4- Imaginemos esse conjunto de profissionais, agora do quadrante judaico e daquelas igrejas cristãs fundamentalistas, tal como a adventista, todos a pedirem isenção de trabalho ao sábado, prejudicando o outro conjunto de colegas, que se obrigariam a trabalhar mais nesse dia, contra a sua vontade…

5- Imaginemos uma igreja, defensora contumaz de folga ao domingo, e que congregasse a maioria duma população sequaz, pessoas essas recusando-se a trabalhar ao domingo!…
Seria interessante chegar ao domingo e ver tudo fechado: cafés, restaurantes, bombeiros, polícias, militares, jogos desportivos, serviços de saúde, lojas comerciais, tudo…
… Ou estarem abertos alguns serviços ou algumas lojas, em modo de défice de pessoal…

6- Ao que chegaria o conceito de que a liberdade religiosa passaria pela sobrecarga de trabalho dos outros, em certos dias, para que suas excelências, os religionários fanáticos e contumazes, nos seus preceitos religiosos, tivessem o privilégio de folga, mas os outros não, mesmo que estes quisessem, sem presunção religiosa, continuar a folgar em modo normal…

7- Aqui há tempos, foi uma candidata a advogada, também adventista, que se recusou a fazer uma prova ao sábado. Isto é, para que sua excelência tivesse a benesse e o privilégio de não fazer tal prova ao sábado, ela e os outros teriam que fazer de segunda a sexta, ou então, ter-se-ia que fazer uma prova específica para sua excelência, a adventista, noutro dia, obrigando os fazedores de provas a trabalhos redobrados, que certamente não gostariam de fazer…
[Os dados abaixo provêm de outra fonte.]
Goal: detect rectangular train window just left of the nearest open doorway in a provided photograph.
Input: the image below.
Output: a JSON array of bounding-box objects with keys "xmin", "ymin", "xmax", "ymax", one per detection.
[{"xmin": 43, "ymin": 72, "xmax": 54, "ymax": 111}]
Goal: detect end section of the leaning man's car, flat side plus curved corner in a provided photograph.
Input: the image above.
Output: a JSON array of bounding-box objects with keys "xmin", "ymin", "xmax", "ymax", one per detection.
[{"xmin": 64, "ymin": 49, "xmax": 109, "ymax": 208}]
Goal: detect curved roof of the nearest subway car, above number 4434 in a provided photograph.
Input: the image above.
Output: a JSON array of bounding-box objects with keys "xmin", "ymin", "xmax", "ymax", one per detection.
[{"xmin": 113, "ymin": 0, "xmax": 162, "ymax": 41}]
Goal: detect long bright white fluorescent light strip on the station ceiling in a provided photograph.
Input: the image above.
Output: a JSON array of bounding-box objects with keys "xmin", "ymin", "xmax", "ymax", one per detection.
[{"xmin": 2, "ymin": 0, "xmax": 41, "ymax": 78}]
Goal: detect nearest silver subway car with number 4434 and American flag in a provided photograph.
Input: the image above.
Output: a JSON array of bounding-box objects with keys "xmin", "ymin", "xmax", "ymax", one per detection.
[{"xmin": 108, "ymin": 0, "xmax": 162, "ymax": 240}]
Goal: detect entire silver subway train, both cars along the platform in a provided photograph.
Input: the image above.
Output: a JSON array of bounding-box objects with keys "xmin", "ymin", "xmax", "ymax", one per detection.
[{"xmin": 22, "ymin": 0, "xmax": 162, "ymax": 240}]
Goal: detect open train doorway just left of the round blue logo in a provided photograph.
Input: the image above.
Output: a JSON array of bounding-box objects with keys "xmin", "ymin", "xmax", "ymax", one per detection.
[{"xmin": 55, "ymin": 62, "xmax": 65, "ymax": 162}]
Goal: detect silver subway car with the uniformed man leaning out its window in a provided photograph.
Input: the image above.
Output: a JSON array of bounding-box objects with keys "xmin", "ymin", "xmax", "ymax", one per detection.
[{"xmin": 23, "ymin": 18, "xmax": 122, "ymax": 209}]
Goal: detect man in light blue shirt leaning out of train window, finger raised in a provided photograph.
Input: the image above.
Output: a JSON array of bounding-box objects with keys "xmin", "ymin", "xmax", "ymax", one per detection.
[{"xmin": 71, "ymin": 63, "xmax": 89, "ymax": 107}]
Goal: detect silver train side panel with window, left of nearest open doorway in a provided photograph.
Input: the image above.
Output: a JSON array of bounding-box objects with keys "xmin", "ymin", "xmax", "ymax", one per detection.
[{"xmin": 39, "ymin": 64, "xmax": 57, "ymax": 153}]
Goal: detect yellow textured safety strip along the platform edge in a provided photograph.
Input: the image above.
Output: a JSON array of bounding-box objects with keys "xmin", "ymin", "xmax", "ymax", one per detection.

8- Para estes males, existe a laicidade, que é o reconhecimento da religiosidade, sem outorga de privilégio a ninguém, pois que o privilégio de uns seria o ónus doutros.
As pessoas deverão ter liberdade religiosa, desde que esta não colida com o funcionamento normal dos serviços e da própria sociedade.
A não ser assim, está-se a colocar a liberdade religiosa acima do restante direito, beneficiando uns e prejudicando outros.

9- A base mínima do entendimento social e fundamento da agregação de pessoas é o direito que as une a todas e que passa pelo funcionamento de serviços comuns, como saúde, educação, habitação, trabalho, lazer, etc.
O direito e a consequente respeitabilidade cívica está aí!
A liberdade religiosa, concomitantemente, é uma parte do direito, que se subpõe ao direito geral e às liberdades gerais, não podendo, portanto, subjugá-las.